Regulatory barriers facing agriculture are a major driver of agriculture industry consolidation, National Corn Growers Association Chief Executive Officer Chris Novak testified today at a Senate Judiciary Committee hearing on consolidation and competition in the U.S. seed and agrochemical industry.
“Domestic regulatory hurdles for crop protection chemicals and delays in international approvals for new seed traits represent significant barriers to market entry,” Novak testified.
“These barriers slow down innovation and drive up the cost of seed and chemicals. The process of developing and testing new products, and then securing regulatory approval to bring them to market, requires a substantial amount of time and money. As a result, fewer and fewer companies have the resources to be players in the market. This trend toward consolidation will continue unless and until Congress addresses these regulatory hurdles,” Novak told the Senate Committee.
Novak testified on behalf of both the National Corn Growers Association and the American Soybean Association. Together, NCGA and ASA represent more than 500,000 corn and soybean farmers nationwide. Novak told the Senate panel that the two associations have a vested interest in ensuring a competitive marketplace for crop production inputs.

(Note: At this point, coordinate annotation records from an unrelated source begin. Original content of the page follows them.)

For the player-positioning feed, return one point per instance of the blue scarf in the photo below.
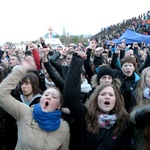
(48, 121)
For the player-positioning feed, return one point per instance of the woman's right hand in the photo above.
(28, 64)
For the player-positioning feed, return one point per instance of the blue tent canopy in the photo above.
(131, 37)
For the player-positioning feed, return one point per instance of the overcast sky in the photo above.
(30, 19)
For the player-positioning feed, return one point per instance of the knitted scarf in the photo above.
(106, 121)
(48, 121)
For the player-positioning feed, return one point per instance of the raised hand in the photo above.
(28, 64)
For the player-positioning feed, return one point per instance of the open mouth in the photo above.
(106, 102)
(46, 104)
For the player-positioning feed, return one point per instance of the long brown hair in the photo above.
(140, 101)
(93, 111)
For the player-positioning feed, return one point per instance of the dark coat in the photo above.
(80, 138)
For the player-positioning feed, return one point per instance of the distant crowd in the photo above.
(78, 97)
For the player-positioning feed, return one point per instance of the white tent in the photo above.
(54, 42)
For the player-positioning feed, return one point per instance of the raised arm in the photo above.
(72, 87)
(7, 102)
(59, 82)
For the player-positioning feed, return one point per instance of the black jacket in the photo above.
(80, 138)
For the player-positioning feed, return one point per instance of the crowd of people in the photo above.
(140, 24)
(92, 97)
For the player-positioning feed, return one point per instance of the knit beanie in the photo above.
(104, 70)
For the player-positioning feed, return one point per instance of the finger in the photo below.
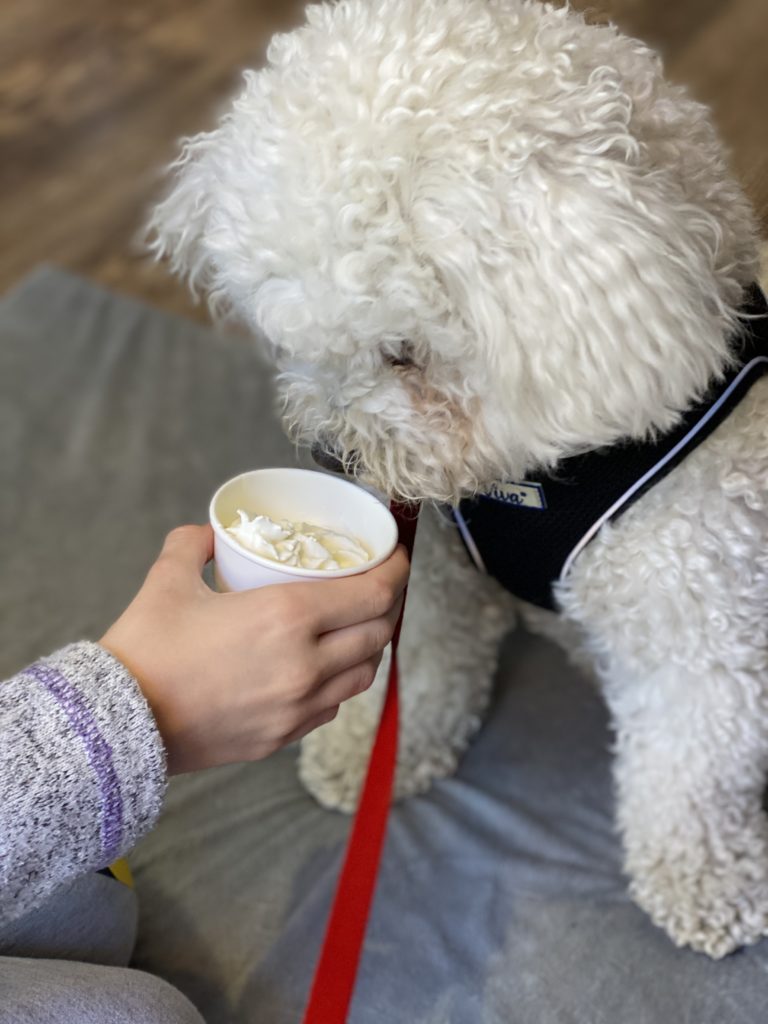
(313, 723)
(344, 686)
(355, 599)
(342, 649)
(186, 551)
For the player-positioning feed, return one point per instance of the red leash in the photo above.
(337, 968)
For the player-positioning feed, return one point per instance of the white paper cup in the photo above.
(299, 496)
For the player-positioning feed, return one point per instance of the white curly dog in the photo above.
(478, 237)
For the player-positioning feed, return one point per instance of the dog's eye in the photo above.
(400, 356)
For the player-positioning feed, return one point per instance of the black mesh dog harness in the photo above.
(528, 535)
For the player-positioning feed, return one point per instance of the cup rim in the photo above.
(296, 570)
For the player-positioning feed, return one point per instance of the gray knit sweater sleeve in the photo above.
(82, 771)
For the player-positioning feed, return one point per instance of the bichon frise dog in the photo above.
(485, 243)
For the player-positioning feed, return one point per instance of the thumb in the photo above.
(186, 551)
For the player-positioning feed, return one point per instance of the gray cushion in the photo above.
(501, 896)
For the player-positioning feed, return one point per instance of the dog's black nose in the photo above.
(327, 458)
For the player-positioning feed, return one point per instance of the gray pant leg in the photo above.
(92, 920)
(39, 991)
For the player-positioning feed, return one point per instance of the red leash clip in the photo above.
(337, 969)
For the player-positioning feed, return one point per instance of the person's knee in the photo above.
(37, 991)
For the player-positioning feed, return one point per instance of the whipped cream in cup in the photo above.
(300, 498)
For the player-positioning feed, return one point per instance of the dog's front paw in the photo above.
(713, 904)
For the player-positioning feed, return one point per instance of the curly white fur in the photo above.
(480, 236)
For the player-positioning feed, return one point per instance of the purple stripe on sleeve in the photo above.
(97, 751)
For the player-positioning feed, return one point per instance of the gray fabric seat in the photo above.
(501, 899)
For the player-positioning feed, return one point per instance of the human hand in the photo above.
(233, 677)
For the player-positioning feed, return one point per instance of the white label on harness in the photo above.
(529, 496)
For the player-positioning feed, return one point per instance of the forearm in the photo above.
(82, 771)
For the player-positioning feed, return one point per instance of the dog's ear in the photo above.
(178, 227)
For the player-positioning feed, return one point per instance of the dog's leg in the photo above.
(455, 621)
(690, 770)
(674, 599)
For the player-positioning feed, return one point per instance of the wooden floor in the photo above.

“We do want to preserve market competition, but that doesn’t mean preserving the status quo. Just as farmers need to change and innovate, so do the companies that provide our inputs,” Novak testified. In written testimony submitted to the Committee prior to the hearing, NCGA and ASA argued that a competitive marketplace is measured by not only the number of competitors, but also their relative size and ability to compete.

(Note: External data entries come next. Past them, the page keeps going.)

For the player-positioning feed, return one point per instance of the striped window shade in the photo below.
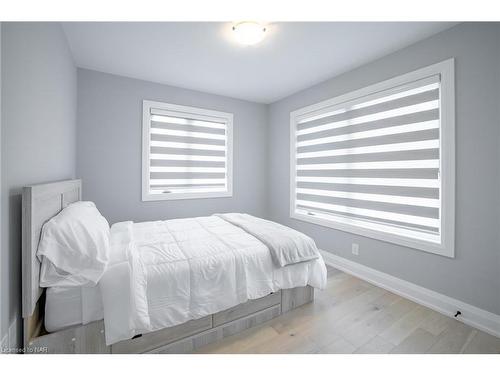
(372, 164)
(186, 152)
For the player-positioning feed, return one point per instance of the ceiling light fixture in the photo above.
(249, 33)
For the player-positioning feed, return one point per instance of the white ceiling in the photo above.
(203, 56)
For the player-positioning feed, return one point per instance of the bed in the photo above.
(189, 301)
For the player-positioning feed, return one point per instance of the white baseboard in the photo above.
(13, 342)
(471, 315)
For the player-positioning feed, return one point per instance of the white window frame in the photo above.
(447, 159)
(195, 113)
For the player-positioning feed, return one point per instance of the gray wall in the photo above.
(38, 134)
(474, 275)
(109, 148)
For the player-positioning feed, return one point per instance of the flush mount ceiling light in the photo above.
(249, 33)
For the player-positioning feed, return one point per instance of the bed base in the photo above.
(44, 201)
(184, 338)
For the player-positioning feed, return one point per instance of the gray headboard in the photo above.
(40, 203)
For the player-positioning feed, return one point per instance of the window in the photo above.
(187, 152)
(380, 162)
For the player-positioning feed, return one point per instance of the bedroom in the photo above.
(376, 174)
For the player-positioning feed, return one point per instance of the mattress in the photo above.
(165, 273)
(70, 306)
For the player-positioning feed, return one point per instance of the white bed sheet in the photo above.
(165, 273)
(70, 306)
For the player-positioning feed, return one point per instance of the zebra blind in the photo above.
(372, 164)
(187, 152)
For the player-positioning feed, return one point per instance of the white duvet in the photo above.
(165, 273)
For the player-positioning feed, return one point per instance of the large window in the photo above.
(187, 152)
(380, 161)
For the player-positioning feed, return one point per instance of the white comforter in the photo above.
(165, 273)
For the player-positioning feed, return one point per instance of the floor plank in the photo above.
(353, 316)
(419, 341)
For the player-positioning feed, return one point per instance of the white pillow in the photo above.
(74, 247)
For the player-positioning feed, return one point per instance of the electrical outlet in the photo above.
(355, 249)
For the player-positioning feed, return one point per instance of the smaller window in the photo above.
(186, 152)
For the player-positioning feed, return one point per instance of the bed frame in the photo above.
(42, 202)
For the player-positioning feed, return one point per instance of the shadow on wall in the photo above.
(15, 271)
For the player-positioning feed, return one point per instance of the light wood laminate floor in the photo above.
(353, 316)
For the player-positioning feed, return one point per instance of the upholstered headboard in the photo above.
(40, 203)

“True competition is not based solely on the number of players within a given market. Strong competition can result from having several evenly-matched companies fighting for market share within the seed, chemistry and trait development markets,” NCGA and ASA stated in the written testimony.
During his testimony to the Committee, Novak noted that one advantage of industry consolidation is increased access to research.
“In an era of declining federal and state agricultural research funding, these agribusiness research investments are vital to the future of food production,” Novak testified.
Earlier this year, NCGA and ASA joined forces to conduct an analysis of the Dow-DuPont merger, and used the analysis to make sure the best interests of corn and soybean farmers would be represented while the Department of Justice reviewed the merger.
NCGA and ASA called on government and industry to work together to maintain farmers’ access to tools and technology during the wave of consolidations.
“We’ve seen a significant decline in the number of small-to-medium sized family farms. Fewer farmers means that the agribusiness industry that supports the farm community has fewer customers-resulting in consolidation beyond the farm gate,” NCGA and ASA wrote. “The speed at which the industry continues to consolidate, and the tenuous state of our farm economy, dictate that we work diligently to ensure that our farmers will still have access to a range of technologies without suffering higher costs.”